Sorry if this is the wrong place for this, but I haven't been getting
answers elsewhere.
I'm trying to tune the system to allow very large mmap()'s in a
single process space, something on the order of 1.5 GB so I can pass
very large values for -Xms and -Xmx to java.
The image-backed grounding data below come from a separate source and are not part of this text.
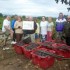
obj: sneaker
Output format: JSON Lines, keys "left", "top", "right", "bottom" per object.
{"left": 11, "top": 41, "right": 17, "bottom": 44}
{"left": 3, "top": 47, "right": 10, "bottom": 50}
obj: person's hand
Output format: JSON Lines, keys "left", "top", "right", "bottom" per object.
{"left": 62, "top": 33, "right": 65, "bottom": 37}
{"left": 10, "top": 29, "right": 14, "bottom": 33}
{"left": 18, "top": 26, "right": 22, "bottom": 29}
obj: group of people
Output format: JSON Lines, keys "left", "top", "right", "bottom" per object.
{"left": 1, "top": 13, "right": 70, "bottom": 46}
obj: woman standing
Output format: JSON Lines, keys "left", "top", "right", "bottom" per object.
{"left": 34, "top": 18, "right": 40, "bottom": 43}
{"left": 14, "top": 16, "right": 23, "bottom": 43}
{"left": 40, "top": 16, "right": 48, "bottom": 42}
{"left": 47, "top": 17, "right": 54, "bottom": 41}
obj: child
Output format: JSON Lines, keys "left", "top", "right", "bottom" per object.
{"left": 47, "top": 17, "right": 54, "bottom": 41}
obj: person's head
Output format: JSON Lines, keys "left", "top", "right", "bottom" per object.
{"left": 28, "top": 16, "right": 33, "bottom": 21}
{"left": 14, "top": 15, "right": 18, "bottom": 20}
{"left": 59, "top": 13, "right": 64, "bottom": 19}
{"left": 25, "top": 16, "right": 29, "bottom": 21}
{"left": 67, "top": 16, "right": 70, "bottom": 22}
{"left": 17, "top": 16, "right": 22, "bottom": 22}
{"left": 42, "top": 16, "right": 46, "bottom": 21}
{"left": 48, "top": 17, "right": 53, "bottom": 23}
{"left": 6, "top": 16, "right": 11, "bottom": 21}
{"left": 34, "top": 17, "right": 37, "bottom": 23}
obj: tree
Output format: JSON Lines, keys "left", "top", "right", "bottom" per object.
{"left": 55, "top": 0, "right": 70, "bottom": 11}
{"left": 22, "top": 16, "right": 25, "bottom": 20}
{"left": 0, "top": 13, "right": 3, "bottom": 17}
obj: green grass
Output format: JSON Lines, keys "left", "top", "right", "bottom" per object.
{"left": 0, "top": 17, "right": 4, "bottom": 29}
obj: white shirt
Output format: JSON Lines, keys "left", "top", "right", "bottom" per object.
{"left": 56, "top": 18, "right": 66, "bottom": 23}
{"left": 47, "top": 22, "right": 54, "bottom": 31}
{"left": 2, "top": 19, "right": 11, "bottom": 32}
{"left": 40, "top": 21, "right": 48, "bottom": 35}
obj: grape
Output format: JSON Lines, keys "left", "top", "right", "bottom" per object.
{"left": 35, "top": 50, "right": 49, "bottom": 57}
{"left": 25, "top": 43, "right": 39, "bottom": 50}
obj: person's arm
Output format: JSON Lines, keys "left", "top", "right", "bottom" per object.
{"left": 37, "top": 23, "right": 40, "bottom": 34}
{"left": 39, "top": 22, "right": 41, "bottom": 34}
{"left": 21, "top": 22, "right": 23, "bottom": 29}
{"left": 55, "top": 19, "right": 57, "bottom": 27}
{"left": 51, "top": 22, "right": 55, "bottom": 32}
{"left": 11, "top": 20, "right": 14, "bottom": 29}
{"left": 34, "top": 22, "right": 37, "bottom": 31}
{"left": 14, "top": 21, "right": 18, "bottom": 29}
{"left": 62, "top": 22, "right": 66, "bottom": 37}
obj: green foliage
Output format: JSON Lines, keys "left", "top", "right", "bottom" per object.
{"left": 55, "top": 0, "right": 70, "bottom": 11}
{"left": 0, "top": 13, "right": 3, "bottom": 17}
{"left": 0, "top": 16, "right": 4, "bottom": 29}
{"left": 55, "top": 0, "right": 70, "bottom": 5}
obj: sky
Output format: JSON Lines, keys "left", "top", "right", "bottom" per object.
{"left": 0, "top": 0, "right": 70, "bottom": 17}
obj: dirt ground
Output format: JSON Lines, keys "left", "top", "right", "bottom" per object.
{"left": 0, "top": 44, "right": 70, "bottom": 70}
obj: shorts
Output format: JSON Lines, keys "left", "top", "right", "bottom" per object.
{"left": 35, "top": 33, "right": 39, "bottom": 39}
{"left": 4, "top": 31, "right": 10, "bottom": 36}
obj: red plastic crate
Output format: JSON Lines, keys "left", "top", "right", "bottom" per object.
{"left": 23, "top": 43, "right": 40, "bottom": 59}
{"left": 21, "top": 44, "right": 28, "bottom": 53}
{"left": 14, "top": 43, "right": 24, "bottom": 54}
{"left": 52, "top": 43, "right": 70, "bottom": 60}
{"left": 41, "top": 41, "right": 54, "bottom": 49}
{"left": 31, "top": 48, "right": 55, "bottom": 69}
{"left": 51, "top": 40, "right": 66, "bottom": 44}
{"left": 56, "top": 49, "right": 70, "bottom": 60}
{"left": 23, "top": 47, "right": 32, "bottom": 59}
{"left": 39, "top": 57, "right": 54, "bottom": 69}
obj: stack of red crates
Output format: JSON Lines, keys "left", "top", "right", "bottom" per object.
{"left": 22, "top": 43, "right": 41, "bottom": 59}
{"left": 52, "top": 43, "right": 70, "bottom": 60}
{"left": 40, "top": 41, "right": 70, "bottom": 60}
{"left": 31, "top": 48, "right": 55, "bottom": 69}
{"left": 13, "top": 40, "right": 70, "bottom": 69}
{"left": 14, "top": 44, "right": 23, "bottom": 54}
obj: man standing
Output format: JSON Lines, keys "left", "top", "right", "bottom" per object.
{"left": 23, "top": 16, "right": 37, "bottom": 43}
{"left": 56, "top": 13, "right": 66, "bottom": 42}
{"left": 2, "top": 16, "right": 14, "bottom": 46}
{"left": 63, "top": 16, "right": 70, "bottom": 46}
{"left": 28, "top": 16, "right": 37, "bottom": 43}
{"left": 2, "top": 16, "right": 13, "bottom": 43}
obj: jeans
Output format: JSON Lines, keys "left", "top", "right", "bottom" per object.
{"left": 12, "top": 29, "right": 16, "bottom": 41}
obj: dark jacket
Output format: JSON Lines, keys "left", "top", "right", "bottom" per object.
{"left": 63, "top": 22, "right": 70, "bottom": 37}
{"left": 24, "top": 22, "right": 37, "bottom": 34}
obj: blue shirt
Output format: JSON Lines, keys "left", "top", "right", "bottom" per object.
{"left": 11, "top": 20, "right": 16, "bottom": 29}
{"left": 56, "top": 18, "right": 66, "bottom": 31}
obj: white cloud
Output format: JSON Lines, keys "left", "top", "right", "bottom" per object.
{"left": 0, "top": 0, "right": 70, "bottom": 17}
I know I had been able
to do this on FreeBSD in the past but recent versions of either Java
or FreeBSD aren't playing nicely. currently..
I'm running
FreeBSD host 6.0-RELEASE FreeBSD 6.0-RELEASE #0: Tue Nov 22 00:22:53
EST 2005 [EMAIL PROTECTED]:/usr/obj/usr/src/sys/WWW i386
I've also tried the following under 5.4-p1...
I try
rc = mmap(0, (891*1024*1024 + 0), 0, MAP_ANON | MAP_PRIVATE,
-1, 0);
and it works but If I try
rc = mmap(0, (892*1024*1024 + 0), 0, MAP_ANON | MAP_PRIVATE,
-1, 0);
it fails returning ENOMEM.
limit returns
cputime unlimited
filesize unlimited
datasize 2096128 kbytes
stacksize 1048576 kbytes
coredumpsize unlimited
memoryuse unlimited
vmemoryuse unlimited
descriptors 11095
memorylocked unlimited
maxproc 5547
sbsize unlimited
If the program isn't doing anything else but that is there any reason
I'm getting limited in the amount of memory I can mmap() at about 892
MB? Ideally I'd like to be able to mmap most of the 2 GB available to
user procs.
Oh, yes, there's plenty of free memory and swap.